Carolina De Luca, ventenne di Pisa, studentessa di Medicina all’Università di Pisa e social media manager, ha deciso di trasformare la sua passione per i dolci in una sfida: si è candidata come concorrente alla prossima edizione di Bake Off Italia – Dolci in forno.
PISA – Vent’anni, una vita piena di impegni e una passione che riesce a fermare anche le giornate più frenetiche. Carolina De Luca vive a Pisa ed è al secondo anno di Medicina, un percorso di studi che richiede tempo, dedizione e molte ore sui libri. Ma la sua quotidianità non si ferma certo all’università.
Oltre allo studio, Carolina lavora come social media manager, si allena regolarmente, studia cinese e dedica parte del suo tempo al volontariato. Una routine intensa che la tiene costantemente in movimento. «Non sto mai ferma», racconta. Eppure c’è qualcosa che riesce a rallentare il ritmo delle sue giornate: la pasticceria.

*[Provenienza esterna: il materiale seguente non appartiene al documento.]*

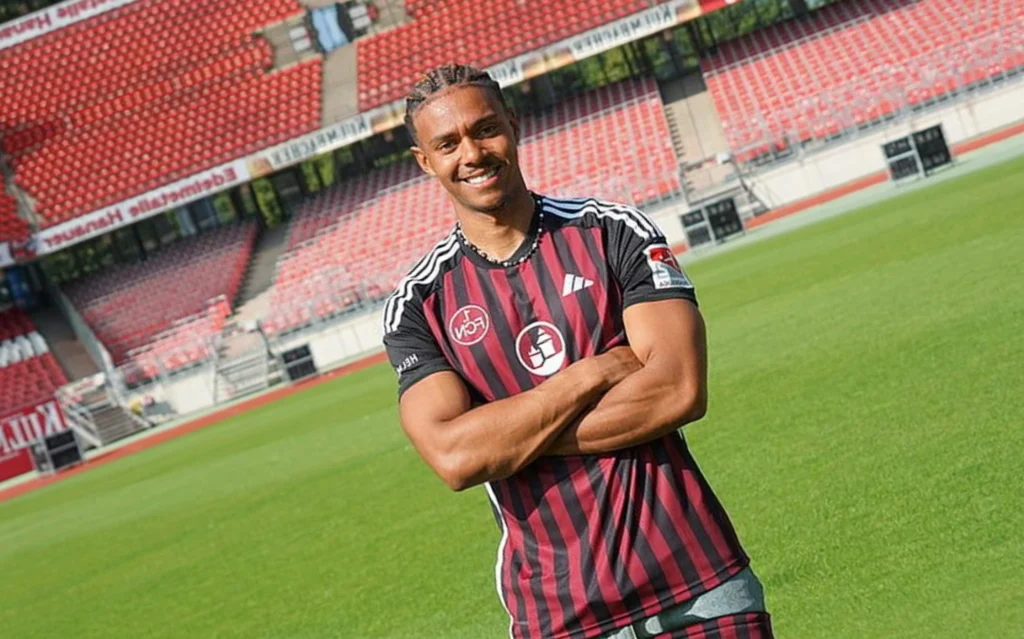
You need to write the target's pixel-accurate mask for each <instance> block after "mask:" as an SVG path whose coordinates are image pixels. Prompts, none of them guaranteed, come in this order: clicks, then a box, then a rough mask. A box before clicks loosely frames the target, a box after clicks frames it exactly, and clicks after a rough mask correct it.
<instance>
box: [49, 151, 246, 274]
mask: <svg viewBox="0 0 1024 639" xmlns="http://www.w3.org/2000/svg"><path fill="white" fill-rule="evenodd" d="M249 179H250V175H249V169H247V168H246V163H245V162H244V161H241V160H240V161H236V162H228V163H227V164H222V165H220V166H219V167H215V168H212V169H210V170H208V171H203V172H201V173H197V174H195V175H193V176H190V177H186V178H185V179H183V180H178V181H176V182H173V183H171V184H167V185H165V186H161V187H159V188H154V189H153V190H151V191H150V193H145V194H142V195H140V196H136V197H134V198H130V199H128V200H125V201H124V202H119V203H118V204H114V205H111V206H109V207H105V208H102V209H99V210H98V211H93V212H92V213H87V214H85V215H80V216H78V217H76V218H73V219H70V220H68V221H67V222H63V223H62V224H57V225H56V226H50V227H49V228H45V229H43V230H41V231H39V232H38V233H36V236H35V238H34V239H33V240H34V241H33V247H32V249H33V251H34V252H35V253H36V255H46V254H48V253H53V252H55V251H59V250H60V249H66V248H68V247H70V246H72V245H75V244H78V243H79V242H84V241H86V240H89V239H90V238H95V237H96V236H101V235H103V233H106V232H110V231H112V230H114V229H115V228H119V227H121V226H127V225H128V224H134V223H135V222H137V221H139V220H142V219H145V218H147V217H152V216H154V215H157V214H158V213H163V212H164V211H167V210H169V209H173V208H175V207H179V206H183V205H185V204H188V203H189V202H193V201H195V200H199V199H200V198H205V197H207V196H212V195H214V194H216V193H219V191H221V190H224V189H225V188H229V187H230V186H234V185H237V184H241V183H243V182H247V181H249Z"/></svg>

Fare dolci è molto più di un semplice hobby. È una passione coltivata con curiosità e determinazione. Carolina studia tecniche, si informa, guarda video, legge ricette e sperimenta. «Mi piace tutto della pasticceria: i grandi classici, i lievitati, i dolci moderni. Qualsiasi cosa», spiega.
Dietro questa passione c’è anche una dimensione personale più profonda. «La pasticceria per me è qualcosa di molto più grande. Mi ha aiutata a riscoprire la bellezza del cibo in un momento difficile della mia vita». Per Carolina, cucinare significa creatività, ma anche espressione. È un modo per trasformare conoscenze e studio in qualcosa di concreto, per dare sfogo alle proprie idee e alle proprie emozioni.
Ed è proprio questa energia che la spinge a guardare con entusiasmo a una nuova sfida: partecipare a Bake Off Italia – Dolci in forno. «Sono pronta. Sono competitiva, determinata e quando mi metto in testa qualcosa non mi fermo finché non è perfetta», afferma. Lo ha annunciato con un video registrato in piazza dei Miracoli.
Tra esami universitari, lavoro e impasti, Carolina De Luca dimostra che passione e determinazione possono convivere anche nelle vite più piene. E chissà che proprio da un forno acceso non possa nascere il prossimo capitolo della sua storia.